Hello Forbes Careers Readers,
For a term that’s all about quitting, people are having a hard time letting the “Great Resignation” go. Seemingly daily, someone writes an article, does an interview or sends an email suggesting the phrase doesn’t really capture the moment. Fast Company tells us it should be the Great Reprioritization. At LinkedIn, it’s the Great Reshuffle. The Commerce Department says it should actually be the Great Recognition. On the self-publishing platform Medium, it’s getting renamed as the Great Realization, the Great Questioning and the Great Change-Up. (Apparently, it’s always “great.”) Why can’t people stop re-christening this concept? A few companies seem to be trying to hitch their brands to the zeitgeist (a recent email from StorageUnits.com: “Remote work spurs ‘Great Relocation’ as 2 in 3 Americans move during pandemic”). But most of the new phrasing seems more like an effort to make sense of the seismic changes to the workplace—and articulate how there’s something bigger going on.
Workers aren’t just quitting; they’re rethinking what they want out of work and shifting their expectations about professional life. After months of job departures—the Labor Department said its “quit rate” was still near all-time highs in October after a string of records set earlier this year—it’s understandable why people have wanted to define (and redefine) the idea. Anthony Klotz, a professor at Texas A&M University who studies resignations and likely coined the term in May, spotted several trends, including a backlog of resignations from 2020 and burnout among white-collar workers, that could signal a wave of departures. “Despite everyone wanting to rename it, it hangs on.

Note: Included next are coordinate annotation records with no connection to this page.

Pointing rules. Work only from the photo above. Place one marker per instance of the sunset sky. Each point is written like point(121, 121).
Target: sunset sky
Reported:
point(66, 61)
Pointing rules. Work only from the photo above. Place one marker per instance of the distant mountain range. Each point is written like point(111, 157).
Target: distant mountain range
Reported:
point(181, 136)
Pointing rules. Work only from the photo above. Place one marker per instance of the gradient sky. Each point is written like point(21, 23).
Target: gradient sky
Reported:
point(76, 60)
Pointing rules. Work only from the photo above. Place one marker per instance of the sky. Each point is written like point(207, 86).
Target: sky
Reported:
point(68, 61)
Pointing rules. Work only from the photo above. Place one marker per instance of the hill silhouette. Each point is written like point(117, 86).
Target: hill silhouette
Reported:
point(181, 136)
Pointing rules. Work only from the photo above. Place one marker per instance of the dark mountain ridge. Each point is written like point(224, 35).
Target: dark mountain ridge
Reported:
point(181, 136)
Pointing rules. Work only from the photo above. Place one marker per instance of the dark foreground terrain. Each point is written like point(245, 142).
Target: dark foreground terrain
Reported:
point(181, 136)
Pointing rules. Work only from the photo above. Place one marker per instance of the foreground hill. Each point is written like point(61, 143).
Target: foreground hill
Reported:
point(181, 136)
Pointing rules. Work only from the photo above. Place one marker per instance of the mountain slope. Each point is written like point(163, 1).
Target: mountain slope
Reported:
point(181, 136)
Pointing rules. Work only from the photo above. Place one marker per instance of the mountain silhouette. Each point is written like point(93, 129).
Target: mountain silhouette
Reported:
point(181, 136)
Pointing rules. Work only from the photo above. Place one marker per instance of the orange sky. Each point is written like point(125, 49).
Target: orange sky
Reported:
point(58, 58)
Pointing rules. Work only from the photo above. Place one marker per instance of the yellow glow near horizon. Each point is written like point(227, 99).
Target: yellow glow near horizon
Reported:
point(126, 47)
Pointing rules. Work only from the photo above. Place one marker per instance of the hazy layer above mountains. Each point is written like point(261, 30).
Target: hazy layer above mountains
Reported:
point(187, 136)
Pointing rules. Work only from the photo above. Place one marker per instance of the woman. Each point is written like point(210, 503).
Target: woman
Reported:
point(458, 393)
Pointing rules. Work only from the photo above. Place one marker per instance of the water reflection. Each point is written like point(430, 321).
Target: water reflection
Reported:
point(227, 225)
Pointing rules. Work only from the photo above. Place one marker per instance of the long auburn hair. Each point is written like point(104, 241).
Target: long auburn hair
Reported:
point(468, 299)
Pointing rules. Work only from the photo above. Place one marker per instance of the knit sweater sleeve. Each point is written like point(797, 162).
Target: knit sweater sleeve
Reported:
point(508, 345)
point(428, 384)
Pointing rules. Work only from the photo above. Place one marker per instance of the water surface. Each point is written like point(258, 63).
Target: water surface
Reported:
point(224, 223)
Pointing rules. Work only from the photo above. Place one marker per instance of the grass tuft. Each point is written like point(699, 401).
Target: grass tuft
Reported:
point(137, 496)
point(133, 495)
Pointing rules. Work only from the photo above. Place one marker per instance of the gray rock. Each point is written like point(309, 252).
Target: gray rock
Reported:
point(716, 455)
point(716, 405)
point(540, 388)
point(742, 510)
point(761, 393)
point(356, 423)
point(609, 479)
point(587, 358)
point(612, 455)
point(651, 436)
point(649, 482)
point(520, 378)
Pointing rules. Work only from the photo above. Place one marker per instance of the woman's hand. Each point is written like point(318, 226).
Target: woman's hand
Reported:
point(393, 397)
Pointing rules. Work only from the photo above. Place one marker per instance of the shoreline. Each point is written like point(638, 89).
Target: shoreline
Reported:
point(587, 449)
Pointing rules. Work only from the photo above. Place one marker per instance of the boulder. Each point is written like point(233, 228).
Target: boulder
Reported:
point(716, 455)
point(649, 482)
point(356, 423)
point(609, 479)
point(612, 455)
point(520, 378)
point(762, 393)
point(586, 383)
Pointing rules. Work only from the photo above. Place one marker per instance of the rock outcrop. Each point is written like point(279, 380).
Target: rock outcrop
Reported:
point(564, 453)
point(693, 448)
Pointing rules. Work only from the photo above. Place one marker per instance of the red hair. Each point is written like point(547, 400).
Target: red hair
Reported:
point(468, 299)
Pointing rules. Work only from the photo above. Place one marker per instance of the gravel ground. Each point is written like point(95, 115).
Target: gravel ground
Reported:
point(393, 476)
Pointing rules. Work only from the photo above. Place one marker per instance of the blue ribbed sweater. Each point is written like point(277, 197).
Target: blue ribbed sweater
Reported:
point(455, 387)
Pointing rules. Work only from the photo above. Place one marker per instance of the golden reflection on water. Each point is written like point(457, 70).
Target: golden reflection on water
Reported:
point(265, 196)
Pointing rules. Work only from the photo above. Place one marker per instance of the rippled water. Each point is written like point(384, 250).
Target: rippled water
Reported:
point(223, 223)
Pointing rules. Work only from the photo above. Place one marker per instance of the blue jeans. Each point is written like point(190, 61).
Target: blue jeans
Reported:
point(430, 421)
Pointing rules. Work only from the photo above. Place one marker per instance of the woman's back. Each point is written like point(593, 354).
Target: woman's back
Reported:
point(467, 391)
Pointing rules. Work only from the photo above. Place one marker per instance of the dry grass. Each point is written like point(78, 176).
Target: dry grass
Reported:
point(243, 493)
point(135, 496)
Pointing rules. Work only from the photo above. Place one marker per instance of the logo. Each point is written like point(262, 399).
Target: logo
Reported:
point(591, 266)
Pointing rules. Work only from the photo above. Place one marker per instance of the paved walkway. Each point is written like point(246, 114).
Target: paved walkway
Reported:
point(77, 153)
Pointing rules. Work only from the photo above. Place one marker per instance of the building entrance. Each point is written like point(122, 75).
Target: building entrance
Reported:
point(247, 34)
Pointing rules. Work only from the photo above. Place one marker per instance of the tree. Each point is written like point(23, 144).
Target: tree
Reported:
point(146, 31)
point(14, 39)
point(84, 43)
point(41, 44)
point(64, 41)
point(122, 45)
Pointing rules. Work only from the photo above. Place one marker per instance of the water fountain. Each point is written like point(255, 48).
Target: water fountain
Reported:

This is more than a pleasant reshuffling of jobs.”
There’s another reason the phrase—and its many iterations and substitutes—have become buzzwords. Adam Alter, a professor at New York University’s Stern School of Business, said in an email that naming a trend is important because “it allows us to identify a concept with precision, certainty and consistency.” That’s especially so during a pandemic, when there has been lots of “search for meaning and patterns during a time that's robbed us of control.”
So what’s the right phrase for the year of job exits and “I Quit” broadcasts we’ve faced in 2021? (I explore the issue further here.) To me, it all depends on how you see it—a narrow phrase that misses the broader point, or a phrase that captures the powerful moment of taking your career into your own hands. I’m not sure it matters in the end: Whatever we call it, we’re likely to still see a lot more of it next year.